Resource Management in Networked Embedded Control Systems by Jerome Le Ny September 29, 2011

September 29th at 3:00 pm in the Gray conference room on the first floor. ISIS 1025 16th Avenue South.

Almost all modern control systems are implemented on digital platforms, and many of them are embedded systems.
Unfortunately, the well-rounded theory of digital control has not kept pace with the multitude of complex system integration issues raised by this trend. Many of the aspects that could formerly be qualified by the control engineer as "implementation issues" play today a crucial role in determining the viability of the overall system, with respect to performance, cost, reliability, maintainability, etc.
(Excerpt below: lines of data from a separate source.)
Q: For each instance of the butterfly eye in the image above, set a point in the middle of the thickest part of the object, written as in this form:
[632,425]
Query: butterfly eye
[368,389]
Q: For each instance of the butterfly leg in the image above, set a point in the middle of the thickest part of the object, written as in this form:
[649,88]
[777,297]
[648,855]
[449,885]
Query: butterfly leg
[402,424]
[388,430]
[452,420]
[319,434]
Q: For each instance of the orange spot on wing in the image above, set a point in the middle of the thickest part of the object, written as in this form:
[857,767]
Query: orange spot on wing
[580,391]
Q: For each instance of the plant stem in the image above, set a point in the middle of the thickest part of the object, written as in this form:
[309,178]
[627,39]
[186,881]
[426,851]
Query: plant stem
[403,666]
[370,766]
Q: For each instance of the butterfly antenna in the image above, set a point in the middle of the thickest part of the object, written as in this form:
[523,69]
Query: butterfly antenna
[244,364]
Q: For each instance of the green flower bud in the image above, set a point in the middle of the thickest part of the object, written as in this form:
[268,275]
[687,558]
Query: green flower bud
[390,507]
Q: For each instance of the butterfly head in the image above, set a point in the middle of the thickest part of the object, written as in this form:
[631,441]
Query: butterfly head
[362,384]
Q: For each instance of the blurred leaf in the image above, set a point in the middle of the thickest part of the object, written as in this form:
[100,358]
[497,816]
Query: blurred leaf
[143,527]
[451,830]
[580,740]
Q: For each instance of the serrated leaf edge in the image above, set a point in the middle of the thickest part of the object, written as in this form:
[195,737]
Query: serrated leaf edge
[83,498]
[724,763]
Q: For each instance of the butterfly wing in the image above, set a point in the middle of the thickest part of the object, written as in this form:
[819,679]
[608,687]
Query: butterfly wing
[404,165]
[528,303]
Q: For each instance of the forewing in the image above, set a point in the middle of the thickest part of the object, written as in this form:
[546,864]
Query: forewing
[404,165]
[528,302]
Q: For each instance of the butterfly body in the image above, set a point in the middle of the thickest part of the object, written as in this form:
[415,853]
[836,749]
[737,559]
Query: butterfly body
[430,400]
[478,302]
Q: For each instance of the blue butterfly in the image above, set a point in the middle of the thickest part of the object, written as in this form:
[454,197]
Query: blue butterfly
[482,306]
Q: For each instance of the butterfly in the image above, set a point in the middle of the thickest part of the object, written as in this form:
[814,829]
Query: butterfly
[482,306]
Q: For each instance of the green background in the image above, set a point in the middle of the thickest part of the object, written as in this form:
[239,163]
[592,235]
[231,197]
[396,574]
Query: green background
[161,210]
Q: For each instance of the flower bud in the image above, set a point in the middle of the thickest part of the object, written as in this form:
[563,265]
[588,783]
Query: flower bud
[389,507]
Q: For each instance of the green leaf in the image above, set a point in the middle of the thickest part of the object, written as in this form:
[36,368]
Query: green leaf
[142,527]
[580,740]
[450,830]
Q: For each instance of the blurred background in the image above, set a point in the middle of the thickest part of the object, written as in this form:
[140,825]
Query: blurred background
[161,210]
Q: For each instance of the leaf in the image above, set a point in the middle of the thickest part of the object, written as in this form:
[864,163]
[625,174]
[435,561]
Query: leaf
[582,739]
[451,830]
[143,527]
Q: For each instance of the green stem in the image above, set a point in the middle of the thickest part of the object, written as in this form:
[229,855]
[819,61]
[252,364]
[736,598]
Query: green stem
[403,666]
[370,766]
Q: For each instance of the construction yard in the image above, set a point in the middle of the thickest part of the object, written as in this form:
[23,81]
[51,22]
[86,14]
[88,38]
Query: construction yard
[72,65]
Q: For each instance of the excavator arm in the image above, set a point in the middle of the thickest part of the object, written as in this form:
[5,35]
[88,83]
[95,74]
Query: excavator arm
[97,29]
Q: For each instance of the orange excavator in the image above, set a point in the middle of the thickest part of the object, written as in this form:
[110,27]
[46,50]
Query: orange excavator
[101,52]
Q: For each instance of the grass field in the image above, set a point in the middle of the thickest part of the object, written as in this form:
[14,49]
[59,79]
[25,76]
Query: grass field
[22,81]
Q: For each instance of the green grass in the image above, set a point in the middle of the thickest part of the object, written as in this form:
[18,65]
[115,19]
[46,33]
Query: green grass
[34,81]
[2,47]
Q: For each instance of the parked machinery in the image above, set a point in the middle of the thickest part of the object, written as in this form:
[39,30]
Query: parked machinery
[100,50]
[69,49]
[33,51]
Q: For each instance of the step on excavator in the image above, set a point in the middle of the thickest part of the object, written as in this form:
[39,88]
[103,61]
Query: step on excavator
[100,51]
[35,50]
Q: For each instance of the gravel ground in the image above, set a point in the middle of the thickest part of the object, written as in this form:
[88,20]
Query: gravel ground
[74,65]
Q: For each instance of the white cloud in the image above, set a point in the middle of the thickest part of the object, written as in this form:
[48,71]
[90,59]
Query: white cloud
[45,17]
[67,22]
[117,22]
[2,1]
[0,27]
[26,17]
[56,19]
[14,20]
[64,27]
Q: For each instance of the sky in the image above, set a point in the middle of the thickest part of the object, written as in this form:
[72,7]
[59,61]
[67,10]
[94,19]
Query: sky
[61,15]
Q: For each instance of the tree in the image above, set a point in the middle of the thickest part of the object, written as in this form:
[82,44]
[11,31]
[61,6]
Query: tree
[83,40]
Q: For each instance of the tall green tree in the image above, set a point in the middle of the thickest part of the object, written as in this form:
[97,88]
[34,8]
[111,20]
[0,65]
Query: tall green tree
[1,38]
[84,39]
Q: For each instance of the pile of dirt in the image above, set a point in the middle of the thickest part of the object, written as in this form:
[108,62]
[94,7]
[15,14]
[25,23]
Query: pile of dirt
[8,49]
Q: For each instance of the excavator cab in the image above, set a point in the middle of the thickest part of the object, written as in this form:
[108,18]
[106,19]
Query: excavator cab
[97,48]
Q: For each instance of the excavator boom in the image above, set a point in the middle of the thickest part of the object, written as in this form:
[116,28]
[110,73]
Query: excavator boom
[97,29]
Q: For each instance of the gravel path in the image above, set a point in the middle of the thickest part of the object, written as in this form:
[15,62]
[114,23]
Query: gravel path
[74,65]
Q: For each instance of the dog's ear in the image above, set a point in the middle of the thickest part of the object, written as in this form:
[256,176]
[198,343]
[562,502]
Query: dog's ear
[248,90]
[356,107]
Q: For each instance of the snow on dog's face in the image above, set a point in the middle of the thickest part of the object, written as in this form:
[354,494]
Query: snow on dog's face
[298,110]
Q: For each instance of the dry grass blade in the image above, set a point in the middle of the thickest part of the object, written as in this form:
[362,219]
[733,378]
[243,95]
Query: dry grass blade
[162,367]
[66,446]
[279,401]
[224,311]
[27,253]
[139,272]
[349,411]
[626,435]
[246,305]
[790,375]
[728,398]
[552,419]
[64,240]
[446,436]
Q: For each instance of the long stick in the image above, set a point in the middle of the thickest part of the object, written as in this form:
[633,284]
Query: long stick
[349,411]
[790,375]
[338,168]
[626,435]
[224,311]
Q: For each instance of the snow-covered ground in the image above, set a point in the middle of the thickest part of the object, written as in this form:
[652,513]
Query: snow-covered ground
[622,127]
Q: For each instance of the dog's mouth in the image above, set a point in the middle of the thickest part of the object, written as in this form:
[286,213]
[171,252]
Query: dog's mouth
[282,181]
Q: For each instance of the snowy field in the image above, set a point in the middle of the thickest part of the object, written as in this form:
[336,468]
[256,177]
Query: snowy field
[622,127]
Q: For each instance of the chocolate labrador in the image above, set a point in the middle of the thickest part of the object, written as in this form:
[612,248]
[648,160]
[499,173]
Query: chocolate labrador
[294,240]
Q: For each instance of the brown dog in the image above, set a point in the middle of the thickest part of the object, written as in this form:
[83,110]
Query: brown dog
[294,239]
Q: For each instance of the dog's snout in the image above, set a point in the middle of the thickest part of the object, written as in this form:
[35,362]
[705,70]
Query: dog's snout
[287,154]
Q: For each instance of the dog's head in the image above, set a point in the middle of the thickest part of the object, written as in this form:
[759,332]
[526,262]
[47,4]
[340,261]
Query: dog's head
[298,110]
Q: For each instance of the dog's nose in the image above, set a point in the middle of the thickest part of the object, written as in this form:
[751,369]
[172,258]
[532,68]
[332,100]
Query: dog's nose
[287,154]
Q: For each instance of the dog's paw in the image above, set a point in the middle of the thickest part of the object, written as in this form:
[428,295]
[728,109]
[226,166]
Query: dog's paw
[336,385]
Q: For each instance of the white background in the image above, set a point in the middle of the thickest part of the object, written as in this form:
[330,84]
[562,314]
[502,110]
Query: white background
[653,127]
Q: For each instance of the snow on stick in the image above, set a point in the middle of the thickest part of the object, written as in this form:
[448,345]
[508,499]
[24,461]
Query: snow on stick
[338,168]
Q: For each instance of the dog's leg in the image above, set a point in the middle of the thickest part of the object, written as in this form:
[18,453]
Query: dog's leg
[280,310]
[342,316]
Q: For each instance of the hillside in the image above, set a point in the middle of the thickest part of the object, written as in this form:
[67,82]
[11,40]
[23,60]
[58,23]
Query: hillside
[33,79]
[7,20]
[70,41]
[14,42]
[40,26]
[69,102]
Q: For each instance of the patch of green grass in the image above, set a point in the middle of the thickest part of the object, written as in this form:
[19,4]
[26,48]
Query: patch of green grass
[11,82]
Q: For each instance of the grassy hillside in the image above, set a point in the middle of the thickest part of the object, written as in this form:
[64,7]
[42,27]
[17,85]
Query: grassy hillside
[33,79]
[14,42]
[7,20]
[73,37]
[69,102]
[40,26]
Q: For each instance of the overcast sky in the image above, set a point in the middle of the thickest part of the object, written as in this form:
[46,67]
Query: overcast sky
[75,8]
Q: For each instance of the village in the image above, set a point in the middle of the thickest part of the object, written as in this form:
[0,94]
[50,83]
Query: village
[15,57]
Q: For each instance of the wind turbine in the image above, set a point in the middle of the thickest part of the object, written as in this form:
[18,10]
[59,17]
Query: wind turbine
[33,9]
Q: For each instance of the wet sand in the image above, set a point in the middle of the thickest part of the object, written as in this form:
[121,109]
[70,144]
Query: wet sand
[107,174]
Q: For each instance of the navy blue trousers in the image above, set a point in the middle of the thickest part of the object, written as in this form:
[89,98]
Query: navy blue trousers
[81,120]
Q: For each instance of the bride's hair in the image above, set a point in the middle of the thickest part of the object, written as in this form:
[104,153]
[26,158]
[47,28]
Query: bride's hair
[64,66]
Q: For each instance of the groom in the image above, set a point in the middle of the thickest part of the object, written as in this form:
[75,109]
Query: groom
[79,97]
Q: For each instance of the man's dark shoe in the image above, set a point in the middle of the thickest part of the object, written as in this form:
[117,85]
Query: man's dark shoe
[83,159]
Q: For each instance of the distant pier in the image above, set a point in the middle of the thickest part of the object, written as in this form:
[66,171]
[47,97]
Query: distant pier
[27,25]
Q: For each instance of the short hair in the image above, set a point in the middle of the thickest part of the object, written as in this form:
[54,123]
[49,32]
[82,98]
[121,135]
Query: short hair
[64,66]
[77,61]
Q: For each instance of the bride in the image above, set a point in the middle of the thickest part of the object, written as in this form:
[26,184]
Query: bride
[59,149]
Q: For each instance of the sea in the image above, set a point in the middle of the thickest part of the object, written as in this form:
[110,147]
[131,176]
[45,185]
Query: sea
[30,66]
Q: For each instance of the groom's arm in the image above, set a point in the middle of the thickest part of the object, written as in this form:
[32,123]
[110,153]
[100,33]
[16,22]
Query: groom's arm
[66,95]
This talk presents some recent work at the interface between control system design and resource management in embedded systems. I will first show how to optimally schedule sensing and actuation resources given a fixed limited bandwidth and assuming few real-time scheduling constraints. I will also discuss how robust control ideas can be used to design control systems that are simpler to implement and integrate on real platforms. The latter approach is modular in the sense that various sources of disturbance introduced at the implementation stage can be analyzed independently, and then combined in the study of a complete complex system.

 
----
Jerome Le Ny received the Bachelor’s degree from the Ecole Polytechnique, France, in 2001,
the M.Sc. degree in Electrical Engineering from the University of Michigan, Ann Arbor, in 2003,
and the Ph.D. degree in Aeronautics and Astronautics from MIT in 2008. In 2003-2004,
he was an embedded software engineer with Robert Bosch GmbH. He is currently a
Postdoctoral Researcher with the GRASP Laboratory at the University of Pennsylvania.
His research interests include robust and stochastic control with applications to autonomous and
embedded systems, air transportation, and more generally computational methods supporting
the design and verification of complex systems.